04
「―――距離は150フィート。マガジンには九発。初弾が一発充填されてる。あの的、狙ってみな。」
あたしはおっさんの後を追い、地下の演習場に来ていた。
「・・・なぁ、なんで今更・・・。」
「―――いいから。よーく狙えよー?狙うはど真ん中のみだ。」
「―――ちっ!」
こうなったら―――意地でも全弾命中させて吠え面かかせてやる!!
ズドーーーーンッ!
まずは一発目。トリガーを引くと、小気味良い銃声と共に、弾丸は見事、的に命中。ど真ん中からは右に数センチずれたが、バランサーの未調整って部分も含めると、まずまずの出来だ。
続いて、二発目。今度はど真ん中に命中!うしっ!
あたしはおっさんを横目で見ると、ふふんと鼻を鳴らしてやった。おっさんは的を見据えたままピクリともしない。
そして三発目、四発目と続いて命中。それぞれ若干左にずれたが、ほんの数ミリってとこだろう。そのまま、十発目まで全て、真ん中の円内に収まった。
「―――どうよっ!?」
あたしは自信たっぷりにおっさんに言い放つ。
「―――ふむ。まぁまぁってとこか。」
はぁ!?初めて使う拳銃で、射程距離ぎりぎりの上、しかも弾道が逸れやすい9mmだぞ!?まぁまぁって―――
「―――貸してみ。」
「―――あ、おい―――」
おっさんはあたしから拳銃を取り上げると、マガジンを外し、懐から新しいマガジンを充填する。そして、スライドを引くとそのまま片手で―――
ズドンッズドンッズドッ―――
―――ワンハンド連射っ!?しかも、反動をものともせず―――あっという間に、九発全てを打ち終わった。
「―――どうだ?」
的に向かって放たれた弾薬は、一発目のみが赤い円のど真ん中に穴を空けた。―――他に、的に空いた穴はない。―――穴が、ない!?
「・・・。」
・・・マジかよ・・・。つまり、おっさんは、九発全てを、寸分の狂いもなく、ど真ん中に命中させたってことだ。・・・に、人間技じゃ、ねぇ・・・。

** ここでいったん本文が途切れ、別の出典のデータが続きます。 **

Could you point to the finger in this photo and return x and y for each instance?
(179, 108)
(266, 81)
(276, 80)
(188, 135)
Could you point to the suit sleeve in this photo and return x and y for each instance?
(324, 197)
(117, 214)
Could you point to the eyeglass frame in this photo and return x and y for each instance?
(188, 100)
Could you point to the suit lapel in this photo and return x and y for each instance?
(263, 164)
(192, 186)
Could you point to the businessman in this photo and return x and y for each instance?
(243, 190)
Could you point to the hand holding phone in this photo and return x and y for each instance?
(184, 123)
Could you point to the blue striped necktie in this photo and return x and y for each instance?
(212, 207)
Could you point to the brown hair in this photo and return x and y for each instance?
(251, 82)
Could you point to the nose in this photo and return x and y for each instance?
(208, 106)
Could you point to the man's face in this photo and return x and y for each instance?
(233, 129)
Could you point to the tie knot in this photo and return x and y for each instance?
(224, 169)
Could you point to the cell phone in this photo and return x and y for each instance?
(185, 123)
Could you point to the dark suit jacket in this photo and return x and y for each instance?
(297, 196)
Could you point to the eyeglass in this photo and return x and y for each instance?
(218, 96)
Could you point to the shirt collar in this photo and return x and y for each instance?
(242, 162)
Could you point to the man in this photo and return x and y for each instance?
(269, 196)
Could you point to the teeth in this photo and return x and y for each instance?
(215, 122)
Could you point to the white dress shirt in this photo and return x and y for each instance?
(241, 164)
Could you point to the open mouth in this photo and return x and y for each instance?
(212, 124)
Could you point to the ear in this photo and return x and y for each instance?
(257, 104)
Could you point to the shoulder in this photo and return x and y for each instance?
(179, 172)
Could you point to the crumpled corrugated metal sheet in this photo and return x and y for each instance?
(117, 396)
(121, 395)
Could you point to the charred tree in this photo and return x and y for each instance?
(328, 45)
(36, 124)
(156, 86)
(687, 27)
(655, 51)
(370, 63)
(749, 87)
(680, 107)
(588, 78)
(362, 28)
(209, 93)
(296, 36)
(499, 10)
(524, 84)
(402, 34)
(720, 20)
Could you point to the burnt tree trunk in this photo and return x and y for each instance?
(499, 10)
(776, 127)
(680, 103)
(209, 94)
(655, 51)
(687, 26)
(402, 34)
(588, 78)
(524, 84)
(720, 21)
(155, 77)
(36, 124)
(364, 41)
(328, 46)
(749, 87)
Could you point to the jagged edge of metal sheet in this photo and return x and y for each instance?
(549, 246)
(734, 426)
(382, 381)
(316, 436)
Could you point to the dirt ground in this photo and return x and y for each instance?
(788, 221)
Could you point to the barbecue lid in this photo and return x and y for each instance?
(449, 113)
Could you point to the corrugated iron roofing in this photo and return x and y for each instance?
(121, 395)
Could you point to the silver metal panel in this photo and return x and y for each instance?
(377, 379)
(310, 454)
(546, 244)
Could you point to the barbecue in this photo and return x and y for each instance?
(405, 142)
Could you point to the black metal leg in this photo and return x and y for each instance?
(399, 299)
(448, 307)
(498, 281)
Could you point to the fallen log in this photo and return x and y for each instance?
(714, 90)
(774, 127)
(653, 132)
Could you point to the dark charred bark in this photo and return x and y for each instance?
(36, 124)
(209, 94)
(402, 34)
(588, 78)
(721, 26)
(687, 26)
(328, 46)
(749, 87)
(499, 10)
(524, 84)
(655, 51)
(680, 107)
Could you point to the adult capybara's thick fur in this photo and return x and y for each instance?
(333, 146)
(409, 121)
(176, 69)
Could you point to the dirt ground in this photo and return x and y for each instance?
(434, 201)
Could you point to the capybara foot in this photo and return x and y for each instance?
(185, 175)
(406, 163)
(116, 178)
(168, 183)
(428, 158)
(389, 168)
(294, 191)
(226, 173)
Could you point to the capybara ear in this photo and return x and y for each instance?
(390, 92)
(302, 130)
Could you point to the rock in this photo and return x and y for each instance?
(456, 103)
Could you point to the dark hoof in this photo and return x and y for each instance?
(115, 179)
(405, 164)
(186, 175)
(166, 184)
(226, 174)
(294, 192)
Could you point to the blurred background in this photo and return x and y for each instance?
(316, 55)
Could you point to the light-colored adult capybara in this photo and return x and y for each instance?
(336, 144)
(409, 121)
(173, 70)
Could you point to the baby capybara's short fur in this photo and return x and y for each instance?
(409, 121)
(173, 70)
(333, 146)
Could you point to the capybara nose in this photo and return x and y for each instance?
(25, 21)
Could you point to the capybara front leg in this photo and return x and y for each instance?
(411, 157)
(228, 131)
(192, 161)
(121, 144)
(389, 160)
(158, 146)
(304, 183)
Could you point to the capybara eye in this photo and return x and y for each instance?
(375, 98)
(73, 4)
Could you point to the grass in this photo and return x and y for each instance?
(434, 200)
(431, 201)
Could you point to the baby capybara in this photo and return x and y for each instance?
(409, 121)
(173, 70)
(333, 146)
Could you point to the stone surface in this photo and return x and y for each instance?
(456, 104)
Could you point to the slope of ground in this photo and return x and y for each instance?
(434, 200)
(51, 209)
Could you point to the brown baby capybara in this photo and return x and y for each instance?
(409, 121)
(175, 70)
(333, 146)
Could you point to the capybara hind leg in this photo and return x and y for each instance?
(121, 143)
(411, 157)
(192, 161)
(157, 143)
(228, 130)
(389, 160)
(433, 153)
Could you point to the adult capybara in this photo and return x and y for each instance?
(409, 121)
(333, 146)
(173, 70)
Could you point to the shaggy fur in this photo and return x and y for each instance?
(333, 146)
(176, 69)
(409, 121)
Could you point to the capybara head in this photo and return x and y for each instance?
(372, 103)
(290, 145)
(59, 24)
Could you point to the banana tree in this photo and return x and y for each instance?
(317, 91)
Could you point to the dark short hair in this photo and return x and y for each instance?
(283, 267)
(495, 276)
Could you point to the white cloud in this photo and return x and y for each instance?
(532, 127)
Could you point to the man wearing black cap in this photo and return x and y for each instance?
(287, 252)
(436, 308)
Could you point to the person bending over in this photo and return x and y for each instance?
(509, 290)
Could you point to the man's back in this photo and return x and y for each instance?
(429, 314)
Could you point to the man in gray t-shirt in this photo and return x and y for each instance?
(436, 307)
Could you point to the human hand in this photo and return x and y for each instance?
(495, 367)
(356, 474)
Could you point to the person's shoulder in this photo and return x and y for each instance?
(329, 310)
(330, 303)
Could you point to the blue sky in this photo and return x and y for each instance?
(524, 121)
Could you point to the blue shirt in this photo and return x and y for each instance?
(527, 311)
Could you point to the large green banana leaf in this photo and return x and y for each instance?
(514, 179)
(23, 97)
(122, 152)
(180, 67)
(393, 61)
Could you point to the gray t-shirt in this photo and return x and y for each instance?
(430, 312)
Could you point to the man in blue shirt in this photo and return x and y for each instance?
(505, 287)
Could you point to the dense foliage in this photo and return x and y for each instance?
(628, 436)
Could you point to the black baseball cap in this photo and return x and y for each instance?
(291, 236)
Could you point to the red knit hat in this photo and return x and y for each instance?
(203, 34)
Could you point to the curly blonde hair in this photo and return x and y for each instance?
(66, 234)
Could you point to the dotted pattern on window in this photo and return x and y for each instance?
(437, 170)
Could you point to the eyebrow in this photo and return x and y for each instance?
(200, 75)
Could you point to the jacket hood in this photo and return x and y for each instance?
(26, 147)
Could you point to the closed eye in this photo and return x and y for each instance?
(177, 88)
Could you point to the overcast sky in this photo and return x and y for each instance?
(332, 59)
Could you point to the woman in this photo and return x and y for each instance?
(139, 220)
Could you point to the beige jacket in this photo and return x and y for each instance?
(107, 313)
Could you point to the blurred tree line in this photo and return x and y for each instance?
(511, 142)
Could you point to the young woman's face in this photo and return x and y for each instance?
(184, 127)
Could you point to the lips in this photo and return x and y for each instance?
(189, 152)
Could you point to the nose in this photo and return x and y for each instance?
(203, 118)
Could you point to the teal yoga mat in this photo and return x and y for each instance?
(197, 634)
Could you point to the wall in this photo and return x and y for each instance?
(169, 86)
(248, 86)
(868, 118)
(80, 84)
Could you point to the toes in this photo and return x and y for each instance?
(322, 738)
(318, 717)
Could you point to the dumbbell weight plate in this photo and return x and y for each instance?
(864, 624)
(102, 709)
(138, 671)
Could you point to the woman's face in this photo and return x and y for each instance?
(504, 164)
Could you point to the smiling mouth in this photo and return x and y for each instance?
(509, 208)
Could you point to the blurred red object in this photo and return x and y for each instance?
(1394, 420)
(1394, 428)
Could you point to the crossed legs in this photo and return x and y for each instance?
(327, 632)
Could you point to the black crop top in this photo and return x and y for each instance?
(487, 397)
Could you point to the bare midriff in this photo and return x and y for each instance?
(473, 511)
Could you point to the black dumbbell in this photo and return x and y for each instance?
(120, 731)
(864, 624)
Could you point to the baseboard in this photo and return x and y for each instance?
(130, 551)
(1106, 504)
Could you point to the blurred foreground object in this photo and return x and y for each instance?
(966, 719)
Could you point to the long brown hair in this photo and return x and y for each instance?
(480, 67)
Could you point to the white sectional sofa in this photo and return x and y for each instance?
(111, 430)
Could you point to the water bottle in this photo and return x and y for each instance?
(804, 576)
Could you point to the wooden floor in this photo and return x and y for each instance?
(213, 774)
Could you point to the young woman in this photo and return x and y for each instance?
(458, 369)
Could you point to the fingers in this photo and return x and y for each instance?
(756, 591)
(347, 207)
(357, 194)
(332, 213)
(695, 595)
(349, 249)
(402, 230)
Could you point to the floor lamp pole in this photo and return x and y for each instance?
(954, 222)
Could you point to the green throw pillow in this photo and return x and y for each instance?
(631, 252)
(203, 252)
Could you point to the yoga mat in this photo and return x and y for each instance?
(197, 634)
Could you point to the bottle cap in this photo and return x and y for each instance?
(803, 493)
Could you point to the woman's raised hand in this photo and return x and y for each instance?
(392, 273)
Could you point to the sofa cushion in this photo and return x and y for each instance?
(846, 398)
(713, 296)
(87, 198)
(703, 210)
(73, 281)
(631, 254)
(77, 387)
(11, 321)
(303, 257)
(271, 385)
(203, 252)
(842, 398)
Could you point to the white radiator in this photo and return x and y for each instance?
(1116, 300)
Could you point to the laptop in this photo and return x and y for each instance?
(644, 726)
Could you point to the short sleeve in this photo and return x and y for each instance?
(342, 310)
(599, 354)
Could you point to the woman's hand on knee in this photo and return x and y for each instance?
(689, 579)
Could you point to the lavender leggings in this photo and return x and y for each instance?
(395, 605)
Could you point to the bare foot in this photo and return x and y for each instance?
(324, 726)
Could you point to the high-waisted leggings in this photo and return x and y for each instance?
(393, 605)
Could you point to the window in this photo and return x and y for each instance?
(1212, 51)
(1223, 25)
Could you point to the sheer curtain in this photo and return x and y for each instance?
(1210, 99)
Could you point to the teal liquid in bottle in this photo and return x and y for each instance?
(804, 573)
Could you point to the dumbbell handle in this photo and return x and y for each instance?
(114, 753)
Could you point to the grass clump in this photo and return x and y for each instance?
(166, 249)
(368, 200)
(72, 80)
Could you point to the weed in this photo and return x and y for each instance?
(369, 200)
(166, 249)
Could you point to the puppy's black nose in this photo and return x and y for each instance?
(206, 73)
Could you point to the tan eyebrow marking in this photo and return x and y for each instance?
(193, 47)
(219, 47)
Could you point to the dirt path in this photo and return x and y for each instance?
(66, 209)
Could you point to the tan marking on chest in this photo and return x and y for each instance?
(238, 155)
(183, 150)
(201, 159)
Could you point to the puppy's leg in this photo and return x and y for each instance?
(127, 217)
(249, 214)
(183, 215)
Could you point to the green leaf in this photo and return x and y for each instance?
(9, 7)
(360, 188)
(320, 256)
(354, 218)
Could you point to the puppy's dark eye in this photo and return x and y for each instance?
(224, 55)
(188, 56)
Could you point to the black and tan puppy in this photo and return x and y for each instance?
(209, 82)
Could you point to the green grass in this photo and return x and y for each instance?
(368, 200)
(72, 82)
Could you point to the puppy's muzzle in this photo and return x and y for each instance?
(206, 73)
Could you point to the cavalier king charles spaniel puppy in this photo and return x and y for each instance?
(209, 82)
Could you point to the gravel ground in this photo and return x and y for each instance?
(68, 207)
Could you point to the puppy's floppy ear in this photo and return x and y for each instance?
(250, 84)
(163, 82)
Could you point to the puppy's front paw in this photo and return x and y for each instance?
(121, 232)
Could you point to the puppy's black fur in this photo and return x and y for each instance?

「―――いくら9mmでもな。同じ傷に何発もぶち込みゃ、マグナム以上の破壊力になる。―――嬢ちゃん、武器ってのはな。使い手次第なんだ。武器の性能に頼ってちゃあ、いざって時にゃ使い物にならなくなる。使いようによっちゃ、小石だって立派な武器になんだぜ?」
「・・・っ!」
おっさんは、あたしの目を見て、ただ、そう告げる。
「ちなみに、俺の部下たちは一人残らずこの程度の芸当はできる。どうだ?根を上げて国に帰ぇるか?」
・・・9mm拳銃の有効射程はせいぜい165フィート、つまり50メートルが限界ってとこだ。もちろん、距離が長くなればなるほど、精密な射撃は困難になる。ぶっちゃけ、そこいらの兵隊レベルなら的に当てるのがやっとって距離だ。・・・それを、易々と、しかもワンハンドの連射で・・・!
「―――ちくしょうっ!この演習場、しばらく借りていいかっ!?こうなったら、あたしだって意地でも―――」
「あぁ、いいぞー。あ、予備の弾丸はそこのケースにあるからな。頑張れよー。」
―――ちくしょー!絶対やれるようになってみせるさっ!こんな芸当出来ないで、あのバケモンぶっ殺せねぇからな!
その後、非番なのを忘れて、晩飯までずっと射撃訓練を続けたあたしであった・・・。